Slay the Cliché: A Norwegian story


Here we are again: it’s another rainy day in Lancaster. My interviewee, Kristine Gjoese, and I have decided to meet in Costa, looking for some warmth. While talking to Kristine, I realise my next vacation will be in Norway. Check it out!

Where are you from?

Sarpsborg, a town the size of Lancaster an hour south of Oslo.

What do you think are the main reasons to visit Norway?

The main reason for me would be to see the fjords and the mountains! I love being outdoors as there are so many different things you can do both in summer and winter and the landscape is beautiful. Go skiing, ice-skating or visit the Christmas markets during the winter, and in the summer go hiking, kayaking or swimming in the fjords or sea.

Do you like studying in the UK?

I definitely like studying in the UK and plan on doing my master’s in England after I graduate. When I moved here I wanted to learn English at an academic level and experience a different culture. Now I love England because of my lovely friends and I am charmed by all the quirks, fascinating food habits and pub culture.

Do you miss your country? And if so, why?

I do miss my country, especially when I haven’t been home for a while. There are practical things that I miss, for example I find the English double taps very confusing and carpet floors strange, as most floors are wooden back home. I always forget that you have to turn the plugs on, here, and in winter I miss Norway’s snow. Mostly though, I miss my parents, my sister and my dog, but I think that’s the case for all students, international or not.

Could you please describe a typical day in Norway?

I guess I would wake up around 7.30am to have breakfast, and then go to work or school. I would have a lunch break at 11am, and stay working until 4pm: in Norway we strongly believe that a personal and fun life is equally important to securing a job. Maybe after that I would have tea around 5pm and toast or a snack before sleeping.

Tell us the major differences between Norway and the UK.

Firstly, I find that the UK is more densely populated. In Norway there is more forest, more mountains, and fewer people. Secondly, I find the culture of politeness to be different. For example, we do not say “thank you” for everything as you do here. If you thanked the bus driver in Norway, bystanders would find you rather strange. Also, in Norway if you bump into someone by accident, you continue walking as it is considered rude to disturb people further by saying “sorry”.

What would you bring from your culture to this one?
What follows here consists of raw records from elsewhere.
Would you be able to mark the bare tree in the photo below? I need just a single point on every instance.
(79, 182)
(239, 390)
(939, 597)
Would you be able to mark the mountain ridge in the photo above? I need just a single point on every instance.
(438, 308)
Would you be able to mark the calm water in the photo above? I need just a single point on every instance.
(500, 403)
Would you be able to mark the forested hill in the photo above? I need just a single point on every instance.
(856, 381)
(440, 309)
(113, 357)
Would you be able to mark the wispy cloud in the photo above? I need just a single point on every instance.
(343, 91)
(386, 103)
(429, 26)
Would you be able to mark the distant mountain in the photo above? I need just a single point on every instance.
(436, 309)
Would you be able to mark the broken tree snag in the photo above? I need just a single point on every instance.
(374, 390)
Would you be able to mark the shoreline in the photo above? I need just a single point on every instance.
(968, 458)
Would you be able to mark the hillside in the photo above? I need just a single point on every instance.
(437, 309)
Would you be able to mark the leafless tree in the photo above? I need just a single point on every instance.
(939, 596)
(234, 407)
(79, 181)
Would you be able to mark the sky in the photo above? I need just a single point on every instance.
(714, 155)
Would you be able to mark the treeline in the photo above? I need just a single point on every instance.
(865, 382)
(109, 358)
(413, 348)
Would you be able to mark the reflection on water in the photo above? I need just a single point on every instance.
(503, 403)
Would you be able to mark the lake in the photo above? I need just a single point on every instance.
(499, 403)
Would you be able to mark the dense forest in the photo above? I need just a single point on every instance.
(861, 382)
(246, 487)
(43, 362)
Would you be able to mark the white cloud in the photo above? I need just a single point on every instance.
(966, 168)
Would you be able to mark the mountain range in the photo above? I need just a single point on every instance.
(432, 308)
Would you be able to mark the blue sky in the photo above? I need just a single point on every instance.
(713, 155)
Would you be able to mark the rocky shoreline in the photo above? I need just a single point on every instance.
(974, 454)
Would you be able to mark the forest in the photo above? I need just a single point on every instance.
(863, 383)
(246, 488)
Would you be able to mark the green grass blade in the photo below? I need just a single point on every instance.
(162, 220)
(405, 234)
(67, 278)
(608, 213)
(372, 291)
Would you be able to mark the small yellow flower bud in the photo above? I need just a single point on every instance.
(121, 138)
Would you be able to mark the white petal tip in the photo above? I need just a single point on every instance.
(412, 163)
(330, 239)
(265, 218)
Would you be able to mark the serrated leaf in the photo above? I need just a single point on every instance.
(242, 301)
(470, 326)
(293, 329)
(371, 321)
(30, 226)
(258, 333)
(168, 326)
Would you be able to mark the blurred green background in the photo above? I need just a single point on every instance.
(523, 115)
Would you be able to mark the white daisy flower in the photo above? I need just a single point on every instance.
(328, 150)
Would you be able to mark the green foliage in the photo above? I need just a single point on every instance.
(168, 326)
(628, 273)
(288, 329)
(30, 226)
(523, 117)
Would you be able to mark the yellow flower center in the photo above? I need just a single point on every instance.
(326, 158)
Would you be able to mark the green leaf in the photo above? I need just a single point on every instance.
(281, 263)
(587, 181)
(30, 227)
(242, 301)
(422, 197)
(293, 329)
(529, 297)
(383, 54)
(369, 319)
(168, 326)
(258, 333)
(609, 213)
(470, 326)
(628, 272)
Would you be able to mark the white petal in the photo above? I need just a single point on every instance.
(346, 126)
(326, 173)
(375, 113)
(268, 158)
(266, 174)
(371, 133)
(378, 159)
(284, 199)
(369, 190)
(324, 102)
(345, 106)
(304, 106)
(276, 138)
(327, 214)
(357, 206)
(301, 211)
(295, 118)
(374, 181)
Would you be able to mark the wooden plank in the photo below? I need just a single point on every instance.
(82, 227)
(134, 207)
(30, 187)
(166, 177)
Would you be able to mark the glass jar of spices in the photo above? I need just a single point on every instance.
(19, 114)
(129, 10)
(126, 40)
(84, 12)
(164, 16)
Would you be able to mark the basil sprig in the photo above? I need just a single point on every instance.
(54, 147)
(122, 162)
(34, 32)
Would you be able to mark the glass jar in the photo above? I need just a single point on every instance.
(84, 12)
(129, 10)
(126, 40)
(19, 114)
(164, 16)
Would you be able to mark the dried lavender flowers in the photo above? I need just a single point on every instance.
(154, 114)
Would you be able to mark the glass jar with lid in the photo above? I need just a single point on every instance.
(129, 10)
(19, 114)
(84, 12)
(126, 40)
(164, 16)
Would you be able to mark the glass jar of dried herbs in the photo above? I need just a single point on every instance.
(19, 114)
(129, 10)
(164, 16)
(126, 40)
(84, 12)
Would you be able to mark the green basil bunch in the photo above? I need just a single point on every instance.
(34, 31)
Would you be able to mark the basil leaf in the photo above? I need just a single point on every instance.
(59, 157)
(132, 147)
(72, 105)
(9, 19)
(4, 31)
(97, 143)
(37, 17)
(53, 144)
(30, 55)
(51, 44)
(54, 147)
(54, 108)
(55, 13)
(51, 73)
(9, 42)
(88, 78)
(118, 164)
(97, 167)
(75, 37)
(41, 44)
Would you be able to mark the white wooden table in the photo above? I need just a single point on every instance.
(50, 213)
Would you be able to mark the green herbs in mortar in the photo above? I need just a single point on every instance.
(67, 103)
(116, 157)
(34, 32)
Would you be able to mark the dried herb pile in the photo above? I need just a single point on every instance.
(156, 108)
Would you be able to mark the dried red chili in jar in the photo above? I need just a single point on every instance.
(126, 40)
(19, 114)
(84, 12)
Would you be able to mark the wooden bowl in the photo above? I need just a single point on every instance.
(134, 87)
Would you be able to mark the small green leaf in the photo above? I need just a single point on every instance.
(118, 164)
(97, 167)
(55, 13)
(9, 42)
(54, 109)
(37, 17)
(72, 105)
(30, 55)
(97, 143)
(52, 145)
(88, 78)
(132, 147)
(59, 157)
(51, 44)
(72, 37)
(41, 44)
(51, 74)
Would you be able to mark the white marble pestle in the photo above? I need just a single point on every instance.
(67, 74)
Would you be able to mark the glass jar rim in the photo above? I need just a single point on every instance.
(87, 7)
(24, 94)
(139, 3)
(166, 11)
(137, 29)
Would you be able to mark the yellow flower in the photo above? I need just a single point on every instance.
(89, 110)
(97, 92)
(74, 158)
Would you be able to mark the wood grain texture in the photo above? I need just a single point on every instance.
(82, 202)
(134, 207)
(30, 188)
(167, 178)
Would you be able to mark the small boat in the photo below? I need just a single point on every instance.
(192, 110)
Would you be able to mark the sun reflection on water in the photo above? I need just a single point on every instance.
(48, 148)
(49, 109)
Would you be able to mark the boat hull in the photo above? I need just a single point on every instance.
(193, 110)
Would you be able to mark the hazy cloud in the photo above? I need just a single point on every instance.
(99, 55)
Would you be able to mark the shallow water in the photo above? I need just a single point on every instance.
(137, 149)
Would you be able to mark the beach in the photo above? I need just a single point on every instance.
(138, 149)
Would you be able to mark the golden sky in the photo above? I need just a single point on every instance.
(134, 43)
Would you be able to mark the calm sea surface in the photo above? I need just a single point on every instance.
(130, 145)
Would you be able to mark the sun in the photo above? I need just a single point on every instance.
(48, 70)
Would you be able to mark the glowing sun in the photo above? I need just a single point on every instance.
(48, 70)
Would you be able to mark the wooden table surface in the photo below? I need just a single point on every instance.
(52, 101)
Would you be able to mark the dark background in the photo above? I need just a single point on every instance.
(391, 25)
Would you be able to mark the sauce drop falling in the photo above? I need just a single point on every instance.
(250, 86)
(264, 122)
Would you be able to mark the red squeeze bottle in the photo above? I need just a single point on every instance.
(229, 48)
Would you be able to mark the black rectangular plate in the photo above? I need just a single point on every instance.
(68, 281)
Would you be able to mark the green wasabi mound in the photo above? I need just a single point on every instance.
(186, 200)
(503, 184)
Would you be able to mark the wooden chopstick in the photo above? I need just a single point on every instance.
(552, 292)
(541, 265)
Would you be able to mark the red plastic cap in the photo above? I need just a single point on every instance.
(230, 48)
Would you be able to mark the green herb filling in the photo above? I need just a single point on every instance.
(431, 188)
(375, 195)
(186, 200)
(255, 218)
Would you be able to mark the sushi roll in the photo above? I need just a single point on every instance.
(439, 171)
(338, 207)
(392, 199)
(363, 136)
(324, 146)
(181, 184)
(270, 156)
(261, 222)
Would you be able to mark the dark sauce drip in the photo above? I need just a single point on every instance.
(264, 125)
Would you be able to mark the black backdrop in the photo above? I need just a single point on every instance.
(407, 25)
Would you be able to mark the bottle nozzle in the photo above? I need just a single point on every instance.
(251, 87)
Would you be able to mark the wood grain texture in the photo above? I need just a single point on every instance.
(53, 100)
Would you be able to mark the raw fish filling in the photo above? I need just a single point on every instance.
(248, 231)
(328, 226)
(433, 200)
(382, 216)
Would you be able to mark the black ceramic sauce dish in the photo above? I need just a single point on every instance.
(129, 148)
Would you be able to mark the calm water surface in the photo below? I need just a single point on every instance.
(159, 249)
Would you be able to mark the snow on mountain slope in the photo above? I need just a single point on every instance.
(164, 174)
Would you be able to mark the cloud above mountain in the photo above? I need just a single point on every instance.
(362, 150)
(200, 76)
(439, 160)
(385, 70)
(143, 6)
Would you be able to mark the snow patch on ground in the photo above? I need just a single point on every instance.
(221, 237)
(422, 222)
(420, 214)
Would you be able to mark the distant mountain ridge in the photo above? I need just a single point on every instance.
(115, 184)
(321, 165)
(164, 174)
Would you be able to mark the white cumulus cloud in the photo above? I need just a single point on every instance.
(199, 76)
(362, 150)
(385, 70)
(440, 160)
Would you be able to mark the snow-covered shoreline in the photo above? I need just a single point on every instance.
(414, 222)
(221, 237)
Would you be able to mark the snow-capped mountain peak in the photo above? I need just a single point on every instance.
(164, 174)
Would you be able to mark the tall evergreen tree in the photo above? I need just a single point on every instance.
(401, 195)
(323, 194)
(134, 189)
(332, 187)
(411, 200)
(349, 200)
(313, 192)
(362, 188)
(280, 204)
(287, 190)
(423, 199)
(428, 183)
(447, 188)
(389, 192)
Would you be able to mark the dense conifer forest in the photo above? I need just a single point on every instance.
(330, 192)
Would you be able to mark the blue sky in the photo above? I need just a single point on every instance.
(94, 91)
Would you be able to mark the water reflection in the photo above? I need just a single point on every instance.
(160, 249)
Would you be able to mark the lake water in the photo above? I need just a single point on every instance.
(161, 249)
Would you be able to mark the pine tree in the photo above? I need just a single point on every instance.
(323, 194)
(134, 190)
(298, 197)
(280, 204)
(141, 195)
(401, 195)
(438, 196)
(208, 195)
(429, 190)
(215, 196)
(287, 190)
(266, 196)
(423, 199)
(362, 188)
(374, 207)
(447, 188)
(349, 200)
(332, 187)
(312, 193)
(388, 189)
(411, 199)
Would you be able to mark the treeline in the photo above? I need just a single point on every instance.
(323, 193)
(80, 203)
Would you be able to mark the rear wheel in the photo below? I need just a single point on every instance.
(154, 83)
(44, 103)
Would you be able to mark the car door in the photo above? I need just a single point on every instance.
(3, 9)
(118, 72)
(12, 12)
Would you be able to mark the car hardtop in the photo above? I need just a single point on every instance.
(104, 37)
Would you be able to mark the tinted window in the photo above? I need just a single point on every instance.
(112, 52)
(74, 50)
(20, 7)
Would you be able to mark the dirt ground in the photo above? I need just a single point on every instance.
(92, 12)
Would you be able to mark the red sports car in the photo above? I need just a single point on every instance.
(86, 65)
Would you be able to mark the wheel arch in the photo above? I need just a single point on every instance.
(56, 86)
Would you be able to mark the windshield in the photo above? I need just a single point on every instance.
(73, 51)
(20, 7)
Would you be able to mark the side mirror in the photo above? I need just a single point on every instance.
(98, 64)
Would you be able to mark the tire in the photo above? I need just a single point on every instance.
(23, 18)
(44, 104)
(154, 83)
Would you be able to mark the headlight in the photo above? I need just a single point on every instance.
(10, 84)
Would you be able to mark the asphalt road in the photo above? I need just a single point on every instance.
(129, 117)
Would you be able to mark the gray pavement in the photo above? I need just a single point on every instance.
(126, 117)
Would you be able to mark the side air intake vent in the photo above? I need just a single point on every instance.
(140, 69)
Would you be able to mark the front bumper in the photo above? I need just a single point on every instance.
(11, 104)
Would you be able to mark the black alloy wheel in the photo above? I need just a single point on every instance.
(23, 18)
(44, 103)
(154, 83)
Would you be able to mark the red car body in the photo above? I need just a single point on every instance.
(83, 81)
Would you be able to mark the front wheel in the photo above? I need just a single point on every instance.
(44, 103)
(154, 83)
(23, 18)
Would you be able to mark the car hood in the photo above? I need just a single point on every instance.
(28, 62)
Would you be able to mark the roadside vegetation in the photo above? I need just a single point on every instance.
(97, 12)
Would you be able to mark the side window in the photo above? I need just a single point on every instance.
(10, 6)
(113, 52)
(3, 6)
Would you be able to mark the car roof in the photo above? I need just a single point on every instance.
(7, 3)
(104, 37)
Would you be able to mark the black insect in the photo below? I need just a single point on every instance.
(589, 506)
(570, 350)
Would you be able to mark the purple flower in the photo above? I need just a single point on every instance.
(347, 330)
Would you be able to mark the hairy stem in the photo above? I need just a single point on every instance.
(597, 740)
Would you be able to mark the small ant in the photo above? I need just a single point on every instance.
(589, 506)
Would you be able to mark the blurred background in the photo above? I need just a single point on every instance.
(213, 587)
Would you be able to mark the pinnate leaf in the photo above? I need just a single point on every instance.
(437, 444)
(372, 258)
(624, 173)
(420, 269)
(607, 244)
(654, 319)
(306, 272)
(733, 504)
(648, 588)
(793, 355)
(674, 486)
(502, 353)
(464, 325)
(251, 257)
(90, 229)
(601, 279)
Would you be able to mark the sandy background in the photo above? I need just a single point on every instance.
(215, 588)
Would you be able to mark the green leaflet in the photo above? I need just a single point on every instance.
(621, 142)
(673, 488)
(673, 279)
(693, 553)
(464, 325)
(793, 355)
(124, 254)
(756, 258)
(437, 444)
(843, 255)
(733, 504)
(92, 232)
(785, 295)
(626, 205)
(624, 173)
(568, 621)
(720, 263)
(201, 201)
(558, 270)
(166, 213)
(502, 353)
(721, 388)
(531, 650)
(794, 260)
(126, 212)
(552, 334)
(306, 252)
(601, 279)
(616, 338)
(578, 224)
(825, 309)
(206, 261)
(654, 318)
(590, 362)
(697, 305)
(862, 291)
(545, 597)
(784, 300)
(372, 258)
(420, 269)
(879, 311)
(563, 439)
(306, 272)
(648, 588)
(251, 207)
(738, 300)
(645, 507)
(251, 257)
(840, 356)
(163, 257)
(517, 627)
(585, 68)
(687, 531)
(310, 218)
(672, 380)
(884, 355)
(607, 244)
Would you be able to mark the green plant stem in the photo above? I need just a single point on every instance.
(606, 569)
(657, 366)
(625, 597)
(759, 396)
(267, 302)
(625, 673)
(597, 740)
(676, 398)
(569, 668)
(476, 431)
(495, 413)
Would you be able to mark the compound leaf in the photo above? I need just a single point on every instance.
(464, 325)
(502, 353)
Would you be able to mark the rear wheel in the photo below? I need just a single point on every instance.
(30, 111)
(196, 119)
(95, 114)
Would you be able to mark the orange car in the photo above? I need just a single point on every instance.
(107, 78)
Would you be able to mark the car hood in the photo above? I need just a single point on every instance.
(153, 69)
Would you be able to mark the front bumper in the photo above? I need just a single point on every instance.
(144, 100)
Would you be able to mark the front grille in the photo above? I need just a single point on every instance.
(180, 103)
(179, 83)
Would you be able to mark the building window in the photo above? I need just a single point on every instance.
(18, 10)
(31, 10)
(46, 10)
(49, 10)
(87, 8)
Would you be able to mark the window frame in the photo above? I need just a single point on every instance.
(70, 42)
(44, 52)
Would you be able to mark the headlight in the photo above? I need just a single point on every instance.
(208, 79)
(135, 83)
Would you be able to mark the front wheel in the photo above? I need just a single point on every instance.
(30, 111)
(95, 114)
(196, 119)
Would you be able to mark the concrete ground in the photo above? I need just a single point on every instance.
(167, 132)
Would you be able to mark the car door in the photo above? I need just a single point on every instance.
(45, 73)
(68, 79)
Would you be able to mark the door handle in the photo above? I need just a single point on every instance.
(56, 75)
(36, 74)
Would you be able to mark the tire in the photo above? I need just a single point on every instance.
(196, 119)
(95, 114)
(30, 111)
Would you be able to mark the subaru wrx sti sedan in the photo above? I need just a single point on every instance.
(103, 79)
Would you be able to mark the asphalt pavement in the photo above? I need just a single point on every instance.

As the Danish have the concept of “hygge”, Norwegians have the concept of “kos”. It roughly translates to “all things cosy” and can include lighting candles on a winter evening, meeting a friend, good food, or cosy socks.

What do you think are the best three habits of English culture?

The first is definitely the politeness: very charming! In fact, when I’m back home I tend to thank people a lot more. Then, probably the English idea that a cup of tea is the solution to everything… And, finally, the fact that people, back home, generally dress very similar to one another, like in black, white, or grey, whereas here there is much room for diversity: you can dress however you want!

What is your favorite place in your town back home?

I think it’s where I walk my dog… it’s in the forest, on top of a hill where you can sit on the edge and see the entire city. Definitely somewhere outside.

What is your favorite place here in Lancaster?

Atkinsons Coffee Roasters, in town. There you can have tea, coffee, beautiful cakes… so it’s different because it’s somewhere indoors, but is still very cool!

Would you say your lifestyle changed when you moved here?

If anything, I would say that I go out to eat more as there are more restaurants in Lancaster than in Sarpsborg, and it is expensive to eat out in Norway.

It is said that Norway is the “land of darkness”. Is this true?

It is true! In the north of Norway they have a midnight sun and midday moon: the sun does not set at night in the summer or rise during the winter as it is above the polar circle. I live in the south so we do have sun, but in December it is only for four to five hours a day. Going to school in darkness and coming home in darkness can be a bit depressing, which might be why we have “hygge” and “kos” in Scandinavia to keep our spirits up.

All Norwegian people ski, and drink a lot… are these stereotypes true?

I would not say all Norwegian people ski, but certainly a lot more do than here. I suppose it is because we have more mountains and actual snow. Cross-country skiing is even more popular and when I was a child I would sometimes ski to school in the snow rather than walk. As for the drinking culture among youth, I would say it is quite similar to the UK. Some have wine with their food, but mainly people drink to get drunk and go out.

What’s a stereotype? Are those I’ve just asked you about true, false or offensive?

A stereotype is any assumption about a group you are not part of. It does not necessarily have to be true and could be negative or positive. According to that definition, the questions above do refer to stereotypes, but they are not offensive to me. Rather, I find them amusing and see them as a chance to discuss my culture with other people.